En esta inmensa meseta austral se oye, cuando algo se oye, una marca salvaje que pecha entre los canales y forcejea en el gran estrecho. Hacia el interior, apenas poblado, hay unos silencios de hierbas inmensas, de gruesos y dormidos herbazales, que se parecen al estupor que dan los témpanos en el último mar. De cuando en cuando, gritos alzados y caídos de pastores que arrean, con dos o tres notas quebradas y subidas.

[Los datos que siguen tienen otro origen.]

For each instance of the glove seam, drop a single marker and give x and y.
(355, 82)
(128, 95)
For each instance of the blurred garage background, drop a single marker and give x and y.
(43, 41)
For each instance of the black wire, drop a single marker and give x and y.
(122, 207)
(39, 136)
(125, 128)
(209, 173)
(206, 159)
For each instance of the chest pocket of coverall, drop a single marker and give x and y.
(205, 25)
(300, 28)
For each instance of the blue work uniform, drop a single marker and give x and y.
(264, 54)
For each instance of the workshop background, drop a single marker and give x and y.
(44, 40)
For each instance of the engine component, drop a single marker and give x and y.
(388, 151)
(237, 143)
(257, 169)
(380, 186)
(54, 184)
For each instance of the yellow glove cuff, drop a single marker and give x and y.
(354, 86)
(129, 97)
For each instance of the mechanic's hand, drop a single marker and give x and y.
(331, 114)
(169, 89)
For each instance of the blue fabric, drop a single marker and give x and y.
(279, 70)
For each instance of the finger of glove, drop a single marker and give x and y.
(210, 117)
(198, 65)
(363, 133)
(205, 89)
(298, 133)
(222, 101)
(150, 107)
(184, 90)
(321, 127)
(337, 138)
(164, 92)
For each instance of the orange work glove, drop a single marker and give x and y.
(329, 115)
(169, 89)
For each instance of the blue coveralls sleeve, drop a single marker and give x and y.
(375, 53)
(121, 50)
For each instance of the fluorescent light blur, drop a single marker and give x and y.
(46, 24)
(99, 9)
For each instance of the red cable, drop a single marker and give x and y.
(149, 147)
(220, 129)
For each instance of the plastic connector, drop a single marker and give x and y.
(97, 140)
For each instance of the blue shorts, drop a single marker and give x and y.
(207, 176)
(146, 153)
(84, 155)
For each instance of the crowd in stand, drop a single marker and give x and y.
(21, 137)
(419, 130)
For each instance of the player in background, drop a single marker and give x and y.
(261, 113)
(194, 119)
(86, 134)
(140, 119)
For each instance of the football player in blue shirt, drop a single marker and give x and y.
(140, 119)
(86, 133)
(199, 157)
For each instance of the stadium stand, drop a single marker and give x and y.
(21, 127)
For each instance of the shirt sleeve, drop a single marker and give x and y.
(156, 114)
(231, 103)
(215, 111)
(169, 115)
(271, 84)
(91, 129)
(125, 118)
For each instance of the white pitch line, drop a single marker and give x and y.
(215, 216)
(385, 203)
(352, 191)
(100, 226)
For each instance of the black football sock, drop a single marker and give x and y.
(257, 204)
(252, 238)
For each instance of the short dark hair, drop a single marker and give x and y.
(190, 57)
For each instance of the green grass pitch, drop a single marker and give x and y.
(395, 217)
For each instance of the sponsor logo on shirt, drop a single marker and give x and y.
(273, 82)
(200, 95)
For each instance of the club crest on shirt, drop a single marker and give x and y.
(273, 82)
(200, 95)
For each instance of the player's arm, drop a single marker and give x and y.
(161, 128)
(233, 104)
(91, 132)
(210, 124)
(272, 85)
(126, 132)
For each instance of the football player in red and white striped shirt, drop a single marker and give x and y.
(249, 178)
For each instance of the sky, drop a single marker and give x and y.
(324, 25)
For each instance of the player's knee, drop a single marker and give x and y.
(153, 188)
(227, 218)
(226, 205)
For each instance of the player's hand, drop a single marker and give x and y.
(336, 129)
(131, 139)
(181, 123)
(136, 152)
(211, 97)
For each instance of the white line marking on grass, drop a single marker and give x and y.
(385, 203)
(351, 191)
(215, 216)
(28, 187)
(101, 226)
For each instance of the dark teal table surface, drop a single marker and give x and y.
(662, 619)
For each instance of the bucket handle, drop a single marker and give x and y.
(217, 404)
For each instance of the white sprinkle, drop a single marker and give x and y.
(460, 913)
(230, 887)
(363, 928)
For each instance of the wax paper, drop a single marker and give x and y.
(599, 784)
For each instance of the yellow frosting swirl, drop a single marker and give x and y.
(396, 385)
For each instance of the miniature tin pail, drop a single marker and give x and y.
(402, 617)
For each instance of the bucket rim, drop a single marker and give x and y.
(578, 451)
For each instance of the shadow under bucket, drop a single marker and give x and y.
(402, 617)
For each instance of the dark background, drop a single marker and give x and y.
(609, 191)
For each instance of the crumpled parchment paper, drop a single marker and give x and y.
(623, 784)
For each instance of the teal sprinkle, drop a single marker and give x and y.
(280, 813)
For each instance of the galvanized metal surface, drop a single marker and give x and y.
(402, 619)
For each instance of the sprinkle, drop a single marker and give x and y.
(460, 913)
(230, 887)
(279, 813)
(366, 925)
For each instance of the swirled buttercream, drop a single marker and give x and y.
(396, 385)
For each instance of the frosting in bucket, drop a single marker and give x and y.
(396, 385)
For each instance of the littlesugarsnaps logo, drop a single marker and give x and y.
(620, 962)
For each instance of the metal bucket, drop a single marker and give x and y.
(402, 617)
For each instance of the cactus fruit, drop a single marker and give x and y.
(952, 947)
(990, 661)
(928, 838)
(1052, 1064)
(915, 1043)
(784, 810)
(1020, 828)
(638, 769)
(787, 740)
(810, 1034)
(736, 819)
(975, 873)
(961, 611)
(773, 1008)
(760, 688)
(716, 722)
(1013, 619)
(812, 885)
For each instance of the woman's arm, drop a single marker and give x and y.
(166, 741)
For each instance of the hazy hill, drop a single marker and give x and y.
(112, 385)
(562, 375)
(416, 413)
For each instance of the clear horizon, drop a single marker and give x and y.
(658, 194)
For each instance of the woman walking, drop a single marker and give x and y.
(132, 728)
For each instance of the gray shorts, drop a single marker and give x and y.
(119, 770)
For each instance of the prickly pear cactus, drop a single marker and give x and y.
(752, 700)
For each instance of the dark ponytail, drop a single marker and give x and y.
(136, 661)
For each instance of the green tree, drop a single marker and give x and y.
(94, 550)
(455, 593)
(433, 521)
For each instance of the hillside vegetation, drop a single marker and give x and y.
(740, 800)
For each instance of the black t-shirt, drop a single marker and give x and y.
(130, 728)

Y en las estaciones malas es el viento patagón bastante peor que el simún y la tramontana, el que hace su fiesta desesperada sobre la llanura sin atajo, en una carrera de búfalos rompedores de tinas praderas entregadas y contritas. Pero vuelve el silencio de las praderas buenas, donde pace la oveja innumerable, que bala a la tierra verde, su madre y su costumbre. La oveja se duerme en esta anchura blanca o verde, y el que goza este encantamiento por unos años se enviciará en silencio, como el ojo se enviciará en extensiones.

Yo me gocé y me padecí las praderas patagónicas en el sosiego mortal de la nieve y en la tragedia inútil de los vientos, y las tengo por una patria doble y contradictoria de dulzura y de desolación.

El Mercurio, 21 de octubre de 1931
Santiago de Chile


En: "Recados contando a Chile". Alfonso M. Escudero (comp.), Santiago de Chile, Ed. del Pacífico, 1957.